TIL: DuckDB's COPY reads from S3 URLs directly
Was debugging a data issue that lived in a Parquet file on S3. My reflex was to aws s3 cp it locally, then open it. DuckDB can just read it:
INSTALL httpfs;
LOAD httpfs;
SET s3_region='us-west-2';
SET s3_access_key_id='...';
SET s3_secret_access_key='...';
SELECT * FROM read_parquet('s3://mybucket/path/to/events/*.parquet') LIMIT 10;
No downloads. DuckDB does HTTP range requests against the Parquet file to read just the columns and row groups it needs for your query. For a 2GB Parquet file where I only need one column for 100 rows, I’ve seen ~50KB of transfer instead of the full 2GB.

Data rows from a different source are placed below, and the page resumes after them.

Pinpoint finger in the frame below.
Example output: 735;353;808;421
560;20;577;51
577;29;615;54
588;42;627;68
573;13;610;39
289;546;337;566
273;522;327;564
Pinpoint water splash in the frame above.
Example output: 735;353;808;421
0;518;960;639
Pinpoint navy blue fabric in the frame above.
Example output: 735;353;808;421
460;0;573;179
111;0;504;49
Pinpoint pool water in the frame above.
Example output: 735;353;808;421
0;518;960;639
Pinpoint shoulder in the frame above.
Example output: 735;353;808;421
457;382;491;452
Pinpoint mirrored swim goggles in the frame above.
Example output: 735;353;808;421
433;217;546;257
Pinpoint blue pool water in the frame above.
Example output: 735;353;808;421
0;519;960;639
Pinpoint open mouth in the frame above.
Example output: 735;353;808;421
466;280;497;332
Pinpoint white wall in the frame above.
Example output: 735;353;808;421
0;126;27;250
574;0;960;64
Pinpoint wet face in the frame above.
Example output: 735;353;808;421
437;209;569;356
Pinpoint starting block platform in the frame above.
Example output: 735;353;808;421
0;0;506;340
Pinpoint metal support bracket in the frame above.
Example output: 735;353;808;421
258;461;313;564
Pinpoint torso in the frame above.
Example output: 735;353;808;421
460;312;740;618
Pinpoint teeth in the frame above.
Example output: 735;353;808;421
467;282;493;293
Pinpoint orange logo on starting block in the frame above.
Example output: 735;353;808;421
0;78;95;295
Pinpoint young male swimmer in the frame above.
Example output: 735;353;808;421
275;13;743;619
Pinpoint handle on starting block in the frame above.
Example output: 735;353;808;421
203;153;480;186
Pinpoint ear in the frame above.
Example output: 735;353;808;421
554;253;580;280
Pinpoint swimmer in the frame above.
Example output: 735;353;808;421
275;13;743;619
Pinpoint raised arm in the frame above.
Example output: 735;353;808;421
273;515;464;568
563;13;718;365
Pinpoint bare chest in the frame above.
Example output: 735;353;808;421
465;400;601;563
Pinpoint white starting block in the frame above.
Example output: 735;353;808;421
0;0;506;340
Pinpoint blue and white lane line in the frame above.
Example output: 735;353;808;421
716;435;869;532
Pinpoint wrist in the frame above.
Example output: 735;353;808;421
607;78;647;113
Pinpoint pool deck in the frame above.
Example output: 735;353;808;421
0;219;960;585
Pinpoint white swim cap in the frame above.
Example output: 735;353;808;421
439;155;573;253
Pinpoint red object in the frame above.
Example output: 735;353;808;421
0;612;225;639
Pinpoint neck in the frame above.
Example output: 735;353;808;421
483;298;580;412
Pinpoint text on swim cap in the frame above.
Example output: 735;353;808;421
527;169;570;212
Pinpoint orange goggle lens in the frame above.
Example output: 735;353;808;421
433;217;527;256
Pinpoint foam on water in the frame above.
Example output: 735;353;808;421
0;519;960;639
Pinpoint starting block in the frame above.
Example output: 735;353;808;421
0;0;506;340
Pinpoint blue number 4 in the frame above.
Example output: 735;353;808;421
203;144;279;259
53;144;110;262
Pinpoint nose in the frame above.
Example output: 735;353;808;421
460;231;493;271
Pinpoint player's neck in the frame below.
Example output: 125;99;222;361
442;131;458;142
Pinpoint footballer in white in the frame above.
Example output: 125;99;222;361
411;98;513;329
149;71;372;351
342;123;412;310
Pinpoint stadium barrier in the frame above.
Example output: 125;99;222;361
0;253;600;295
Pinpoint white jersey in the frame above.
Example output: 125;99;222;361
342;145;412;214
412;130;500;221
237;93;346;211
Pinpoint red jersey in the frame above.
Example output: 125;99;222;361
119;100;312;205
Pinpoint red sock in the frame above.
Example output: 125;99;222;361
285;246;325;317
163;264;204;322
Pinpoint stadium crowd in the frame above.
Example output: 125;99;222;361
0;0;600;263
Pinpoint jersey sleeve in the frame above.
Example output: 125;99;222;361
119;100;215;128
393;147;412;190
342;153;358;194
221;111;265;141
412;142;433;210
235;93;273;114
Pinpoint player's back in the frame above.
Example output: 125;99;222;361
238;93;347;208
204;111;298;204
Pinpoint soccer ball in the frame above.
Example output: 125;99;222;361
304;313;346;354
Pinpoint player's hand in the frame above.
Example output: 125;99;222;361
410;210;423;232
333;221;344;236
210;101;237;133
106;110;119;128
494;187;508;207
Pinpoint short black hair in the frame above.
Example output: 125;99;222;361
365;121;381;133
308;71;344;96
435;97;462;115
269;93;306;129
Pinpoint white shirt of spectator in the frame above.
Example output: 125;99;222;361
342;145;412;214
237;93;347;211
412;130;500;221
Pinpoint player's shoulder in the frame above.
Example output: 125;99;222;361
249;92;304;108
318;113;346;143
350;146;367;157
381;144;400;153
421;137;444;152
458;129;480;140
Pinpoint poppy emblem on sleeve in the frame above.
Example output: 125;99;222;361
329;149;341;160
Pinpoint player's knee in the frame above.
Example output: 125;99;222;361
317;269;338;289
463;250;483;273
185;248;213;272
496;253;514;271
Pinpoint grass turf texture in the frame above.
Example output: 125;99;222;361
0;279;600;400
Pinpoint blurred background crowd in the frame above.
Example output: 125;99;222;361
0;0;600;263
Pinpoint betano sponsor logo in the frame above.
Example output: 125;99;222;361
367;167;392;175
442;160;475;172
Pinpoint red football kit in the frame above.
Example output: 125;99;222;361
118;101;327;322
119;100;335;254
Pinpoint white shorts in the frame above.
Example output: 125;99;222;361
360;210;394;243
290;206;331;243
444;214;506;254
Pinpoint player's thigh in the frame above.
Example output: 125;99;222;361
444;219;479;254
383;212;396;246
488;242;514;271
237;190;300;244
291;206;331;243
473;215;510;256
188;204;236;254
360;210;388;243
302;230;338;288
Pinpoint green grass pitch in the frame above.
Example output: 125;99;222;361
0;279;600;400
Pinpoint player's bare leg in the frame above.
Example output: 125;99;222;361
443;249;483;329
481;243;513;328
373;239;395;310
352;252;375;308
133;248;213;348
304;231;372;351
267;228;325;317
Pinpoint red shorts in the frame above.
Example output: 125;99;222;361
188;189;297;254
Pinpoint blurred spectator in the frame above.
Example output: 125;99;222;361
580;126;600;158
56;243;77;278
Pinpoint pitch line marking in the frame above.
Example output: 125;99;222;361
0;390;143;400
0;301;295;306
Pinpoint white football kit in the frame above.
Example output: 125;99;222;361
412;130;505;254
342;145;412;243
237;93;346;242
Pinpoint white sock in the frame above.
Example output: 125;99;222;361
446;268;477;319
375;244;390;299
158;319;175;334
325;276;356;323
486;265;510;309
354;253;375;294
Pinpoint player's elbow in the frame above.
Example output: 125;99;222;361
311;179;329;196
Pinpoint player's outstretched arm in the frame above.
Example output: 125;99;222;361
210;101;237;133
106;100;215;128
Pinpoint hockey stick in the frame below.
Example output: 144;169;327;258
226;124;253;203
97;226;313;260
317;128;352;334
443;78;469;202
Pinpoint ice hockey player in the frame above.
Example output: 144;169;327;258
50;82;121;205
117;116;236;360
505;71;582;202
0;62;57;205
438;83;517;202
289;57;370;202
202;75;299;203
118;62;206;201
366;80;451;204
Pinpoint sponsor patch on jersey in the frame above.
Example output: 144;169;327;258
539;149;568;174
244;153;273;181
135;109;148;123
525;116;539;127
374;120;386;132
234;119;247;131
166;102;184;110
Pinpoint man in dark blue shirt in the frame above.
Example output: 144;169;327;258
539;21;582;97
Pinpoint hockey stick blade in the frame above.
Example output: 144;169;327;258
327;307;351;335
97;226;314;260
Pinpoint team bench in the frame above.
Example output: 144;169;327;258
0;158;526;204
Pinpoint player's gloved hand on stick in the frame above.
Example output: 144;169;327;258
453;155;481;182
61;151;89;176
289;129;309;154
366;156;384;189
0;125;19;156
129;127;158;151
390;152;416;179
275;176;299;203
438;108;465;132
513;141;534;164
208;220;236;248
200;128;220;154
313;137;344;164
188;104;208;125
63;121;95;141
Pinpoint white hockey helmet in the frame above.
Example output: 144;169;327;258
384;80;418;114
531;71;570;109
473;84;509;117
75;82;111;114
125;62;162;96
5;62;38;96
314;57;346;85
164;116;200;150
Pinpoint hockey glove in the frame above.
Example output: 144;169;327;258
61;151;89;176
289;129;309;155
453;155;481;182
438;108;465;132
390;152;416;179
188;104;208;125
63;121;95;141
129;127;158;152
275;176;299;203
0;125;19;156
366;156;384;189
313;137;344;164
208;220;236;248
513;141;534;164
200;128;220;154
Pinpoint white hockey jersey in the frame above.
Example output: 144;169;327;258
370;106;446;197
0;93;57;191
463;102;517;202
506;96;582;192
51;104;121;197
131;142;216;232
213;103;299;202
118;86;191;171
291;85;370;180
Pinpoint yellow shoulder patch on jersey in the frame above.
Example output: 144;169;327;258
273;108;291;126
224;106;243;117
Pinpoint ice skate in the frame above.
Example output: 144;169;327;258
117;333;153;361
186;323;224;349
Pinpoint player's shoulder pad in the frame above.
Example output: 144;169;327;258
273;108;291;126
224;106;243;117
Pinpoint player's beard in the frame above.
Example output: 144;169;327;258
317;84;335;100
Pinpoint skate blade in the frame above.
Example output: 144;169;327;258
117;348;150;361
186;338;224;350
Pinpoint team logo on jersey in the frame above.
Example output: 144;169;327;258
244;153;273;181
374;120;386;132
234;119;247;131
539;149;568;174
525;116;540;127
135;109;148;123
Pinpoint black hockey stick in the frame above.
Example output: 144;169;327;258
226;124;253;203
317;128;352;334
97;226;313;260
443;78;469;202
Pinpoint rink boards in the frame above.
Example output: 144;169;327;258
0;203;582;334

Same pattern works for CSV:
SELECT * FROM read_csv('s3://bucket/path/*.csv');
And JSON:
SELECT * FROM read_json('s3://bucket/path/*.json');
Glob patterns work — useful for “this dataset is split across 400 files.”
If you don’t want to type AWS creds inline, the httpfs extension picks up environment variables and ~/.aws/credentials profile-style config. Or you can use the CREATE SECRET command in DuckDB 0.10+.
This has completely changed my “quickly inspect this data” workflow. Used to be a 10-minute download plus local setup. Now it’s a single SQL query from inside DuckDB.